Islamabad, Oct 30: Global commodities prices should fall to a five-year low next year due to a large oil glut, the World Bank said Tuesday,
which is ascribed to oversupply and flat demand from China.
The anticipated oil excess “is so large that it is likely to limit the price effects even of a wider conflict in the Middle East,” according to the Bank.
It attributed the anticipated surplus in part to a “major shift” taking place in China, where the demand for oil glut has plateaued due to a slowdown in industrial activity,
growing sales of electric vehicles, and demand for trucks powered by liquefied natural gas (LNG).
Additionally, the Bank stated that it anticipates a number of nations outside of the Organization of Petroleum Exporting Countries or its allies (OPEC+) “to ramp up oil production,” contributing to the overabundance and assisting in the nearly 10% decline in global commodity prices by the end of 2026.
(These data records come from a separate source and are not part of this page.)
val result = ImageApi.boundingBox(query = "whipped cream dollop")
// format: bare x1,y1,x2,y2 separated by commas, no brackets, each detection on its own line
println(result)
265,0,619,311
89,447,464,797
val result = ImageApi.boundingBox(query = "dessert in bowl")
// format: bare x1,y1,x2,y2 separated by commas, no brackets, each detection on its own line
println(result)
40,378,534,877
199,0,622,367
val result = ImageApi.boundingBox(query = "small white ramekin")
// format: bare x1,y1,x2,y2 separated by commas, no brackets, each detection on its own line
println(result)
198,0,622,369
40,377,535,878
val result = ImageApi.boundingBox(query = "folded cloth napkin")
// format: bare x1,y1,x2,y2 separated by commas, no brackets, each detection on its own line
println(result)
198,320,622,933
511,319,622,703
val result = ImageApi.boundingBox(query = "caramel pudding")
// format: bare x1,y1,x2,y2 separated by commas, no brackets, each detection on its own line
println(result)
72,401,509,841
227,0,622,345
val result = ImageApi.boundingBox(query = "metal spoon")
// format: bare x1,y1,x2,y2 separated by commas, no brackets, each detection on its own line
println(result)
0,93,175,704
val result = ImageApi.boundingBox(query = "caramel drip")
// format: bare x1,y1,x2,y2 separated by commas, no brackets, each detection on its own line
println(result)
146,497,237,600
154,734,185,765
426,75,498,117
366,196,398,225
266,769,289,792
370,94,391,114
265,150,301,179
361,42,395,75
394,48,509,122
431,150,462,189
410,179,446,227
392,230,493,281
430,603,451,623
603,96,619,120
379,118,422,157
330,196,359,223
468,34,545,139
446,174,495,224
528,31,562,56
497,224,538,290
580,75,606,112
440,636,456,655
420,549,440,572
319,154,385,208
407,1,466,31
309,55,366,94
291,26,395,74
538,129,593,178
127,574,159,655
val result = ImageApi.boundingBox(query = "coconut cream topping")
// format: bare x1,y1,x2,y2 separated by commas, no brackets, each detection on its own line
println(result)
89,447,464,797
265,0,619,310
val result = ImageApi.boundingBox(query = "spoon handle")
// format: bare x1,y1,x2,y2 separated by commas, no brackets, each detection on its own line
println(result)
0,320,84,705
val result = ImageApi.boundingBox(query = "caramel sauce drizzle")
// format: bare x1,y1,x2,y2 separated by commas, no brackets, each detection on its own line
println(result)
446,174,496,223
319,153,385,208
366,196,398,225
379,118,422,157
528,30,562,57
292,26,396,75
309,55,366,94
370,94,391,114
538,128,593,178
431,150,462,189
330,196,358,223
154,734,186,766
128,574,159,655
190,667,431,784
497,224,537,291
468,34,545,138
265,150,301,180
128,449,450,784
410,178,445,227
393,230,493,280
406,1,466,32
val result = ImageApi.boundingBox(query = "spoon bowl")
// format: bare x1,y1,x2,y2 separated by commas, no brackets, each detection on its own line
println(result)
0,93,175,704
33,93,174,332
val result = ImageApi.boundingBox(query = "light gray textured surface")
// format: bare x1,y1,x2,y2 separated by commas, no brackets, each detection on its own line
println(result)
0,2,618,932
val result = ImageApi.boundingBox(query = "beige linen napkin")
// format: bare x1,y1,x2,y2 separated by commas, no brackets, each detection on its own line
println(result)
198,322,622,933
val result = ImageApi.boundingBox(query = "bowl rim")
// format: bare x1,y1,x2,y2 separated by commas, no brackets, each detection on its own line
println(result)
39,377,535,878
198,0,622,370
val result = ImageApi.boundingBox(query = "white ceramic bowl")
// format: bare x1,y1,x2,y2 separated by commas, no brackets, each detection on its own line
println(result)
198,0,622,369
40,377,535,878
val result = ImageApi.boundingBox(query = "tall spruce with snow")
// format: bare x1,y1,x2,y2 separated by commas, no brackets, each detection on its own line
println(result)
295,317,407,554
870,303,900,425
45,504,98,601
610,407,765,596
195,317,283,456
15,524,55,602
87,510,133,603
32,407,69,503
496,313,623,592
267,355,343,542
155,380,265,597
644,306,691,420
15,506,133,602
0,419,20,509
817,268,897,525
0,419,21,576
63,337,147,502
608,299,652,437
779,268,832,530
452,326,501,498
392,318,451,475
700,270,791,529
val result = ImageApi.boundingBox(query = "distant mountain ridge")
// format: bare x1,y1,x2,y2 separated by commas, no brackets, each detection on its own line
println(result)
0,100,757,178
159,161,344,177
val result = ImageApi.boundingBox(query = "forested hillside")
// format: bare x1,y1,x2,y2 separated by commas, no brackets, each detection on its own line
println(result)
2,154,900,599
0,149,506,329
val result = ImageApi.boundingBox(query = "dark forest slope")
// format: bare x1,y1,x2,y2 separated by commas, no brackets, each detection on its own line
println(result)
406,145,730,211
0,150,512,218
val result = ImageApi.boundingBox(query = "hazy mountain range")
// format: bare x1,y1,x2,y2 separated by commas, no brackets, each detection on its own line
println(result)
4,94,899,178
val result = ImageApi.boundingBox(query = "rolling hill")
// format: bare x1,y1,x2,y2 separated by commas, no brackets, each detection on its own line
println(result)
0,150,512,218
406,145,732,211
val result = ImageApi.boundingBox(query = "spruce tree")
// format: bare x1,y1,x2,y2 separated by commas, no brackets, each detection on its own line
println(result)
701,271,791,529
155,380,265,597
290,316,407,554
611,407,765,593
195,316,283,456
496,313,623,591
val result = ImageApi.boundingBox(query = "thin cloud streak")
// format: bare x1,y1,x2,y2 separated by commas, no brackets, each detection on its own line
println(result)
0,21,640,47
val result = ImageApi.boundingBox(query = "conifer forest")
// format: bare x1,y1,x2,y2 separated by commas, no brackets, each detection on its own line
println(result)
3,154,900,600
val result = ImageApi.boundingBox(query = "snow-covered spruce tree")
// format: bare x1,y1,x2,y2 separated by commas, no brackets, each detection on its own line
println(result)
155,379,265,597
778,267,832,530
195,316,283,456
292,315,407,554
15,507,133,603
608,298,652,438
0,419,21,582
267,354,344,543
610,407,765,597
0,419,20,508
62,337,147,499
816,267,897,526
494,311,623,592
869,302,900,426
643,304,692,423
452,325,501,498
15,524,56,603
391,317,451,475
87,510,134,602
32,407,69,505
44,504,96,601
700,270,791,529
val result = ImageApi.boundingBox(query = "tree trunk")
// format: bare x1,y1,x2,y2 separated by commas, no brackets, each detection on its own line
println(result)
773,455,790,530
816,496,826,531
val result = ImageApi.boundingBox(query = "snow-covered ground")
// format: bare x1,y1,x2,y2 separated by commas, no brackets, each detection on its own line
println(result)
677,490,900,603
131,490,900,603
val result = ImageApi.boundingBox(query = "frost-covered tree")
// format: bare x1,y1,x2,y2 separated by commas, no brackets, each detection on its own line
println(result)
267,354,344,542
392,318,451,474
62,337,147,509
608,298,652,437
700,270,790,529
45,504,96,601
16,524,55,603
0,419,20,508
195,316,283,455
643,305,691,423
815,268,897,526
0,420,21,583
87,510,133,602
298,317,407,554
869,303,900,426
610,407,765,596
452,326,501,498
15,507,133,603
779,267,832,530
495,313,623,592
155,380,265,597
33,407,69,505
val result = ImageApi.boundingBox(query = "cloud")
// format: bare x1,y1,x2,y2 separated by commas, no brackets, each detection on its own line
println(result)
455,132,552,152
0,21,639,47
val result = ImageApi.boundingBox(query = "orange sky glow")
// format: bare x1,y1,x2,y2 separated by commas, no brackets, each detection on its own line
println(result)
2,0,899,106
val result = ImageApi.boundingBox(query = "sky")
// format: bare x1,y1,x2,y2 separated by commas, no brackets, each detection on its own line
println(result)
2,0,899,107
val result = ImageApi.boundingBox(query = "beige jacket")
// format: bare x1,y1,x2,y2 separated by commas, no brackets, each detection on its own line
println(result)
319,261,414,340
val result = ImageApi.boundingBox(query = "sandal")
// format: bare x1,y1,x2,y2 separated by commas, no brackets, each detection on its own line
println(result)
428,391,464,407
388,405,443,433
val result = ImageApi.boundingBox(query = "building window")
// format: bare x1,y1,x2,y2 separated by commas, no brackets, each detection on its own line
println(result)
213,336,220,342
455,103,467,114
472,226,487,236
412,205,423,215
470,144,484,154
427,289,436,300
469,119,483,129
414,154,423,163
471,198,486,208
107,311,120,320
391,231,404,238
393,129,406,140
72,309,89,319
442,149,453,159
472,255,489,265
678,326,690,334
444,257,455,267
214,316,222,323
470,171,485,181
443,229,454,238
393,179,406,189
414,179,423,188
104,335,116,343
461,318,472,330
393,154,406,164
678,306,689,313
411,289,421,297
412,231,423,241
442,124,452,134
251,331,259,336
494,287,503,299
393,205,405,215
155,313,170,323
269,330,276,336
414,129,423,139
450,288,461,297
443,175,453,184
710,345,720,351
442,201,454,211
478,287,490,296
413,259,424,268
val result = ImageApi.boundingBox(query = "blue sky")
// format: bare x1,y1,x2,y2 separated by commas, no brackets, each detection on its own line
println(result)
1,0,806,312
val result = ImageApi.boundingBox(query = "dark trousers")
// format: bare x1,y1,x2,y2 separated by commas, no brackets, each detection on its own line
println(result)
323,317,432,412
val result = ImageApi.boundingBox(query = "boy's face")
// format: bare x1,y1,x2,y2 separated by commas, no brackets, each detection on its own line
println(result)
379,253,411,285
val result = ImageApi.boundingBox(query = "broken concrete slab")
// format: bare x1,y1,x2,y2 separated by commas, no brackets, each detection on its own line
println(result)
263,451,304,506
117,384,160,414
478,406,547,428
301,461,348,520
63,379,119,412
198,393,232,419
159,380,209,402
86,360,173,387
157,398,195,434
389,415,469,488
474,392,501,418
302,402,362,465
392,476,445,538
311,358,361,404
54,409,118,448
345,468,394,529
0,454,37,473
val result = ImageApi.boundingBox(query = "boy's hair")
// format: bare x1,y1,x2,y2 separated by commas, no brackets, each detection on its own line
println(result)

Overall commodities prices will probably stay about 30% higher than they were in the five years prior to the Covid-19 outbreak, notwithstanding the steep drop.
“Better supply conditions and declining commodity prices can act as a buffer against geopolitical shocks,” stated Indermit Gill, chief economist at the World Bank, in a statement.
“But they will do little to alleviate the pain of high food prices in developing countries, where food-price inflation is double the norm in advanced economies,” he stated.
The World Bank predicts that food prices will decrease by 9% this year and by an additional 4% in 2025, although they will still be roughly 25% higher than they were in 2015 and 2019.